Nella sezione degli extra del dvd è presente una preziosa quanto rara intervista a Bergman fatta da Gian Luigi Rondi, in cui il cineasta scandivano parla del suo cinema e del suo teatro che inseguono sempre e solo una cosa: la verità.

“L’uomo che amava le donne” di François Truffaut

(Francia, 1977)

Bertrand Morane (Charles Denner) ama le donne, e da queste è profondamente corrisposto. Bertrand non è bello, ma ha fascino e sa come conquistarle per una notte o poco più.

Nel suo letto di donne ne sono passate tante, e forse la paura di perdere il ricordo di qualcuna lo porta a scrivere un libro autobiografico che intitola “Lo stallone”.

Il testo viene accettato da una casa editrice che incarica la propria editor Geneviève (Brigitte Fossey) di aiutare l’autore nella sua stesura finale. Anche Geneviève finirà nel letto di Bertrand e questo le permetterà di capire al meglio e intimamente “L’uomo che amava le donne”, che sarà il titolo definitivo del libro, da lei stessa proposto e da Bertrand felicemente accettato poco prima di incontrare il suo destino.
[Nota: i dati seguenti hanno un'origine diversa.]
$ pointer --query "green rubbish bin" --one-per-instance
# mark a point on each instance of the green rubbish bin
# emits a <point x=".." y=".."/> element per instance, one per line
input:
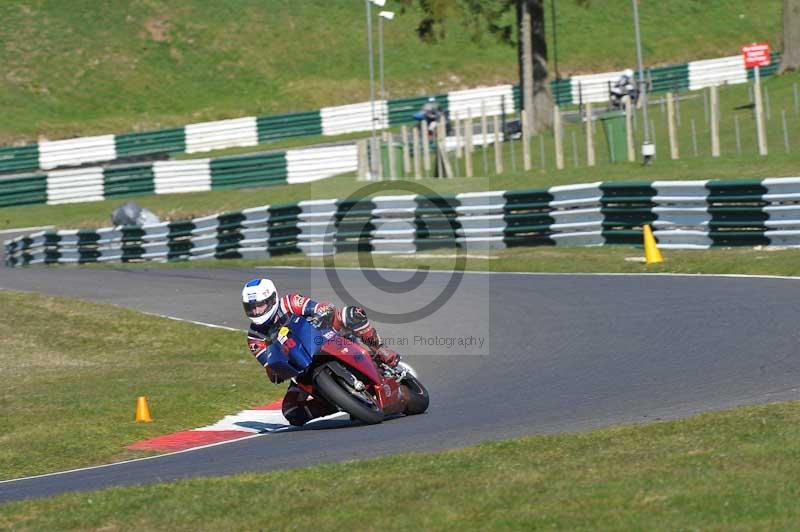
<point x="614" y="127"/>
<point x="398" y="158"/>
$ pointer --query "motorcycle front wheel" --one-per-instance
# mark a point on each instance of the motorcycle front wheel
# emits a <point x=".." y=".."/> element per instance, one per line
<point x="418" y="398"/>
<point x="359" y="404"/>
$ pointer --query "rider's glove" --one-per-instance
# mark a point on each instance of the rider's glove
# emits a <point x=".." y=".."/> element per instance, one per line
<point x="323" y="317"/>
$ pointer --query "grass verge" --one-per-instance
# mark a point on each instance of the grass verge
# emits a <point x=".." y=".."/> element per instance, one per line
<point x="736" y="469"/>
<point x="72" y="371"/>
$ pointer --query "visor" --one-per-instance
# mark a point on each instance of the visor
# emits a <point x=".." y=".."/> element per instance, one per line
<point x="256" y="309"/>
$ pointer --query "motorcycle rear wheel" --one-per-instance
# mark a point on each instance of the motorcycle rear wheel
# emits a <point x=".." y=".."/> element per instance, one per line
<point x="418" y="398"/>
<point x="340" y="394"/>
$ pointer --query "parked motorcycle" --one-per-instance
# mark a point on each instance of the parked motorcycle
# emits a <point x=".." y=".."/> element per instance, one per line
<point x="341" y="370"/>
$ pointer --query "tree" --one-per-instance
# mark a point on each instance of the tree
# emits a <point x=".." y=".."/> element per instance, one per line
<point x="501" y="18"/>
<point x="791" y="35"/>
Che ci sia qualcosa di profondamente biografico in questa splendida pellicola di François Truffaut dedicata al mito del Don Giovanni è scontato. Soprattutto pensando al funerale di Bertrand, il regista ha ricreato suo malgrado quello che molto probabilmente pochi anni dopo – troppo pochi per il cinema francese e non solo! – è avvenuto davvero alla sua morte prematura.

A differenza di Don Giovanni però, Bertrand-Truffaut non brama la conquista di una donna “…pur di metterla in lista”, ma le cerca e le possiede perché le ama, a modo suo e senza fermarsi a nessuna. Il suo più grande dolore è quello di sapere che non potrà averle tutte.

Un capolavoro indiscusso. Il mio film preferito del maestro François Truffaut.